Rise and shine, morning glory! Good morning! I could or could not have simply ingested what could, technically, be described as a dessert for breakfast, and whereas a part of me looks like I shouldn’t let you know about this cake from Dealer Joe’s as a result of its well being advantages are…past questionable, one other a part of me does as a result of it’s SO DANG DELICIOUS.
I don’t know what’s happening with this brownie pumpkin blondie confection, but it surely’s loopy addictive. It’s so good that you must shut your eyes if you take a chew. It’s that severe!
If a pumpkin cake met a carrot cake that met a white chocolate/slash pecan fantasy, this could be their progeny. Like…I’m not usually into white chocolate chips, however I’m throughout them on this. Usually, I’m not a fan of chocolate and pumpkin collectively, however they’re WORKIN’ right here.
Mmm… The crumb is so gentle it simply melts in your mouth. Good with a cup of sizzling espresso.
So, yeah! You’ll both love me or hate me as a result of I advised you about this. ? Or, possibly you’ll love AND hate me, hahaha! Now I notice why this was the final field on the shelf once I noticed it at TJ’s. Persons are addicted!
Anyhow…I hope you’re consuming cake for breakfast this morning, even when it isn’t this one.

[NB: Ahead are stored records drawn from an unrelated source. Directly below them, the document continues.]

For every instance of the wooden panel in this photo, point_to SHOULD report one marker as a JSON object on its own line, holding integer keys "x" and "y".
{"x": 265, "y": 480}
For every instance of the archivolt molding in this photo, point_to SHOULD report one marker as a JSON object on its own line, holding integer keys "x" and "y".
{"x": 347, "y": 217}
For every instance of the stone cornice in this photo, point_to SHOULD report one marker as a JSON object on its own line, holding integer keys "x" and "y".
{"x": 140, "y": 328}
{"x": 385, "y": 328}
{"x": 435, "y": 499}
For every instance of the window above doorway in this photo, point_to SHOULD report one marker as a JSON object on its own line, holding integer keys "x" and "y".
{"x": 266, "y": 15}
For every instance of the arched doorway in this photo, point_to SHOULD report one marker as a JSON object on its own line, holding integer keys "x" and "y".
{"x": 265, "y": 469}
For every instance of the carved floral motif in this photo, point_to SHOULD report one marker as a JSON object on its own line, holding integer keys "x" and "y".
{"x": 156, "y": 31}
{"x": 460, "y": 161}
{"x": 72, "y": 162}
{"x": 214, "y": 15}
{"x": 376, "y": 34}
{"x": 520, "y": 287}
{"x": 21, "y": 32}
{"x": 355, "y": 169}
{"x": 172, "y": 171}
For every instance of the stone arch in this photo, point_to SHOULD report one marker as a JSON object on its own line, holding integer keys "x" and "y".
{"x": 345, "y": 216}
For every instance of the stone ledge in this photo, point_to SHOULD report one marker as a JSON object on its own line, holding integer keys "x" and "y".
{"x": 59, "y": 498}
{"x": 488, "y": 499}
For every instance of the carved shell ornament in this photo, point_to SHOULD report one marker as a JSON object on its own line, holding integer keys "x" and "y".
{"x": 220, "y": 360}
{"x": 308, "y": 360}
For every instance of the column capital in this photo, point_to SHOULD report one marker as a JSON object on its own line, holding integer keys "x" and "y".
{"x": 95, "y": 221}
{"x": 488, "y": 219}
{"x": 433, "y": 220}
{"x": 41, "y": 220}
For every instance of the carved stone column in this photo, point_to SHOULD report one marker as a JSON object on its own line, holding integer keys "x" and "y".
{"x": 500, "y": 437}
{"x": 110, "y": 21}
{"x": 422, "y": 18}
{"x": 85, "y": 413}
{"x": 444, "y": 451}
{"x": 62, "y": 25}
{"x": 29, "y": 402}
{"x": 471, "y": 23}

Listed here are your magnificence tales for the week. ?
Why cats love bins, in keeping with science!
What sorcery is that this?
Notice to self…
I’m prepared for you, child Yoda,
Simply in case your cat must chill-the-eff out
So I’m engaged on my yard but once more this weekend. It’s the neverending story of my life proper now, but it surely’s virtually executed. We put down the white marble chips final week, so that is the house stretch. Now I’ve to trace down a giant blue ceramic pot for a lemon tree and have a look at pavers… #adulting!
What you bought happening at present? Apart from consuming cake for breakfast?!